Pre-trained models excel at many tasks, but fine-tuning can lead to catastrophic forgetting, where gains on one task cause a loss in generalization. We introduce LiNeS (Layer-Increasing Network Scaling), a post-fine-tuning method that preserves general knowledge in shallow layers while allowing deeper layers to specialize. This helps models retain both task-specific improvements and their ability to generalize.
LiNeS also shines in multi-task model merging, reducing interference between tasks and boosting performance across both vision and language benchmarks. It enhances models in out-of-distribution scenarios and improves the merging of language models fine-tuned with different reward signals. LiNeS is simple to implement and integrates seamlessly with existing methods.
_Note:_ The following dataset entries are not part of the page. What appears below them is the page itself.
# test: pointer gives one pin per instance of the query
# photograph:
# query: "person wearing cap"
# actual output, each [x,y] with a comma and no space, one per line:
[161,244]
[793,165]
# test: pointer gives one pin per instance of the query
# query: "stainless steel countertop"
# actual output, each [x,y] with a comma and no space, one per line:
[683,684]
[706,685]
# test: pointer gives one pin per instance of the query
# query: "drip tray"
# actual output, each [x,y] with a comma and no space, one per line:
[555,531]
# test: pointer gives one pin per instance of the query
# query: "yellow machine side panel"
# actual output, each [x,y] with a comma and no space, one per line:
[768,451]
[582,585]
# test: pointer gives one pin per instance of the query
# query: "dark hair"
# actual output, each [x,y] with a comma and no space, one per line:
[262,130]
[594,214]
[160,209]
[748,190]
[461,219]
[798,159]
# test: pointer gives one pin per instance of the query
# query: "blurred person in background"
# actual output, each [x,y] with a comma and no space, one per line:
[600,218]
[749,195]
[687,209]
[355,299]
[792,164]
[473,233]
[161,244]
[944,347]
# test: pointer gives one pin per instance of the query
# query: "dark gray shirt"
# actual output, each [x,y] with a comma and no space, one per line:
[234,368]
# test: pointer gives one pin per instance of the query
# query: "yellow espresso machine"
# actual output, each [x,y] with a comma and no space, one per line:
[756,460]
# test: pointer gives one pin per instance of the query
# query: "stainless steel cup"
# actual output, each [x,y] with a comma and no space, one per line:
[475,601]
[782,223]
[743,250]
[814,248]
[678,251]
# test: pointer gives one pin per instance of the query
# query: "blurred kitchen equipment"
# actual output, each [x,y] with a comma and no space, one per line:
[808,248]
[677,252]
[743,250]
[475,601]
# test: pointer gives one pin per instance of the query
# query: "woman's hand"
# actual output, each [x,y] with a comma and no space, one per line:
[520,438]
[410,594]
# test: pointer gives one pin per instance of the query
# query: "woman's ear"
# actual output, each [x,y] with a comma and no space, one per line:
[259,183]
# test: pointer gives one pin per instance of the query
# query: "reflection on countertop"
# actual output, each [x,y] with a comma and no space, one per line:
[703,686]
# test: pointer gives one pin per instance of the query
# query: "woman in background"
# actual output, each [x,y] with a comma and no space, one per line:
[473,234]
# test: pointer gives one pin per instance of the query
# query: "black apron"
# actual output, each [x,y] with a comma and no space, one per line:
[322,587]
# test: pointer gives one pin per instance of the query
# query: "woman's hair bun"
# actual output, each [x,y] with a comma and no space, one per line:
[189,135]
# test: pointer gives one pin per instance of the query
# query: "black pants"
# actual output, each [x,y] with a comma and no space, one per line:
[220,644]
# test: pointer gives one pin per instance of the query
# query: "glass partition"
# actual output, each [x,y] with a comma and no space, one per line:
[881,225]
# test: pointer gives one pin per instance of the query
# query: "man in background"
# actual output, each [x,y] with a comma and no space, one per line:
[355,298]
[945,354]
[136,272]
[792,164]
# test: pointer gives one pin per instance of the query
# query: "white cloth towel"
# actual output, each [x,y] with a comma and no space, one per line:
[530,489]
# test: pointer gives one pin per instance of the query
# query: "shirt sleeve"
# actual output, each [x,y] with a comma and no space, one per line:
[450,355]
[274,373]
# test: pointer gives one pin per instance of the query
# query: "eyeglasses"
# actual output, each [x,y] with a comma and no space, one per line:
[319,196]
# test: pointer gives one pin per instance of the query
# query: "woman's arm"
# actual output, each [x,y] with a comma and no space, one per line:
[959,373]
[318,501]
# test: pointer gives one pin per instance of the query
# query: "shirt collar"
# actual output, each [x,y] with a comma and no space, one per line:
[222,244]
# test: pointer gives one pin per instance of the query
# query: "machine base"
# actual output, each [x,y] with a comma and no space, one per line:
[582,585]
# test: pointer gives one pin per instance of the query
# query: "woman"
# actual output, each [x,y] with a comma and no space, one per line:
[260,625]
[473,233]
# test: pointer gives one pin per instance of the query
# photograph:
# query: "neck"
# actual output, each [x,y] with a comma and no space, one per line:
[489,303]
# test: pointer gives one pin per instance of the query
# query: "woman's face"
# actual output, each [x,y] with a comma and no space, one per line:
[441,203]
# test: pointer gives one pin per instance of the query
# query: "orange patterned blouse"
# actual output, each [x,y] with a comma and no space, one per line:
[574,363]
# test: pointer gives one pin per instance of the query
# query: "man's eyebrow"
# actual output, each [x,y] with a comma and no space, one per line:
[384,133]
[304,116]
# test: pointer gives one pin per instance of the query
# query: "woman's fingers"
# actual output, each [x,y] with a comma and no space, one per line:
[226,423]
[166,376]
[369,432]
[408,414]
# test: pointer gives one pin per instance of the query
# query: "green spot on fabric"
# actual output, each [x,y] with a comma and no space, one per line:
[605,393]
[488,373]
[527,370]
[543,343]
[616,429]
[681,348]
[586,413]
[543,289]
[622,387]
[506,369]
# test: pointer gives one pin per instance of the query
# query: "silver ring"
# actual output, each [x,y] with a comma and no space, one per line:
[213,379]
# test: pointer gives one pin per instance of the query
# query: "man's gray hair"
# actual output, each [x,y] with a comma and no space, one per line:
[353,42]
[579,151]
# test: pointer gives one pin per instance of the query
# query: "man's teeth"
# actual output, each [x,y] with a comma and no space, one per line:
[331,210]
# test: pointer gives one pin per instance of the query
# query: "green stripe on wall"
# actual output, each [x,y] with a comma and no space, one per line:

The key insight behind our method is that scaling down the updates to shallow layers after fine-tuning can help mitigate catastrophic forgetting. This way, the model preserves its ability to generalize while still performing well on the specific task it was fine-tuned for. Let's walk through how this works.
First, we demonstrate the problem of catastrophic forgetting. Using the CLIP ViT-B/32 model, we fine-tuned it on an 8-task image classification benchmark. We measured the model's performance on both the target task (the one we fine-tuned on) and the remaining 7 control tasks. As we see on the right, fine-tuning boosts performance on the target task but causes a steep drop in accuracy on the control tasks. This shows how much generalization is lost after fine-tuning.
Most of the updates that happen during fine-tuning are actually unnecessary for maintaining target task accuracy. Prior work shows that the deeper layers are more important for task-specific features, while shallow layers hold general features. Based on this, we hypothesized that scaling down the updates to shallow layers after fine-tuning could preserve generalization without sacrificing target task performance.
In our experiment, we applied a linearly increasing scaling schedule that reduces updates to shallow layers while
leaving deeper layers more or less unchanged. Specifically, layer
As shown in below, even with aggressive downscaling of shallow layers, the target task accuracy stayed nearly the same. However, when we downscaled the deeper layers, performance dropped sharply. This supports our idea that shallow-layer updates don't contribute much to the target task's success.
While shallow-layer updates have a minimal impact on the target task, they do impact the model's generalization ability. These layers hold general features learned during pre-training, and updating them during fine-tuning can distort these features. By downscaling the updates to the shallow layers, we found that we could restore much of the zero-shot generalization lost during fine-tuning, as seen in the right side of the figure above. The control tasks' accuracy almost returned to the level of the pre-trained model.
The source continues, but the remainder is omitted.